La fin de l’âge d’or

Dans « les Naufragés du fol espoir », Ariane Mnouchkine met en scène une forme d’adieu tourbillonnant à l’utopie.

Gilles Costaz  • 25 février 2010 abonné·es

Le nouveau spectacle du théâtre du Soleil, les Naufragés du fol espoir, est souvent époustouflant. C’est un frénétique enchaînement de tableaux qui, empruntant la trame d’un roman oublié de Verne, conte la vie de la France et du monde à la date cruciale de 1914. Autour d’un héros baptisé Jean Salvatore, une longue course-poursuite part d’Autriche et des bords de Marne, fait quelques tours dans l’actualité d’alors, du côté de chez Jaurès, par exemple, traverse les océans, passe par l’empire britannique, montre la colonisation et les génocides des ethnies en Amérique latine. Le spectacle alterne ainsi événements historiques et épisodes romanesques.
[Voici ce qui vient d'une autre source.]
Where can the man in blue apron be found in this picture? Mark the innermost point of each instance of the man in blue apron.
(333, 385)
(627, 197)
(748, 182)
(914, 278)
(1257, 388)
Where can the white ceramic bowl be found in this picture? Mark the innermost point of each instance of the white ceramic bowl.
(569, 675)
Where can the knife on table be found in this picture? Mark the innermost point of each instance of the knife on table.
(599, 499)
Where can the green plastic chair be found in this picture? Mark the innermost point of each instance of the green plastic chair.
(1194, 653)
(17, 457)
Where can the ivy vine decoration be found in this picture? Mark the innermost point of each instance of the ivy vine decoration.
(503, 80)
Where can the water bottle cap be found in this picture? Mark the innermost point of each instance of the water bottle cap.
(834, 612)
Vingt-neuf acteurs se démènent comme de beaux diables pour être une foule de personnages, passer d’un grand rôle à une silhouette, tirer les haubans, s’adapter à un plateau qui change à vue d’œil, devenir de grands personnages (Churchill, Darwin, la reine Victoria) et des êtres de pure imagination.

L’histoire est même triple : c’est celle du roman de Jules Verne, celle du monde au début du XXe siècle et celle d’un film qu’on est en train de tourner. Car l’autre point de départ de la pièce, qui lui donne son style, c’est la réalisation d’un film qu’un cinéaste effectue en suivant cette action. Tout est filmé par une caméra à manivelle, le metteur en scène et son équipe. Le jeu de miroirs renvoie aux classiques de l’époque et transpose chaque épisode dans une dimension imaginaire liée au cinéma muet. Car les acteurs se mettent à articuler sans parler, tandis que les sous-titres apparaissent sur un écran et que la musique de Jean-Jacques Lemêtre bat son plein.

Oui, c’est époustouflant pour l’œil du spectateur. Les comédiens, de Maurice Durozier à Julia Carneira da Cunha et Serge Nicolaï, sont d’une contagieuse générosité de jeu. La mise en scène d’Ariane Mnouchkine trouve le détail tout un impulsant une symphonie de mouvements. Pourtant, notre plaisir n’est pas complet. Le sens de ces quatre heures tourbillonnantes est trop clair ou trop obscur : c’est sans doute un adieu aux rêves égalitaires, au temps des utopies qui ne sont plus que de l’histoire ou un vieux film en noir et blanc. La fin de l’âge d’or, qui avait été la grande passion du Soleil. Les Naufragés du fol espoir expriment ce désenchantement dans une forme théâtrale – née de l’improvisation et enrichie (mais partiellement) par l’écriture d’Hélène Cixous – qui, après avoir donné de magnifiques spectacles, tourne un peu en rond, comme un manège.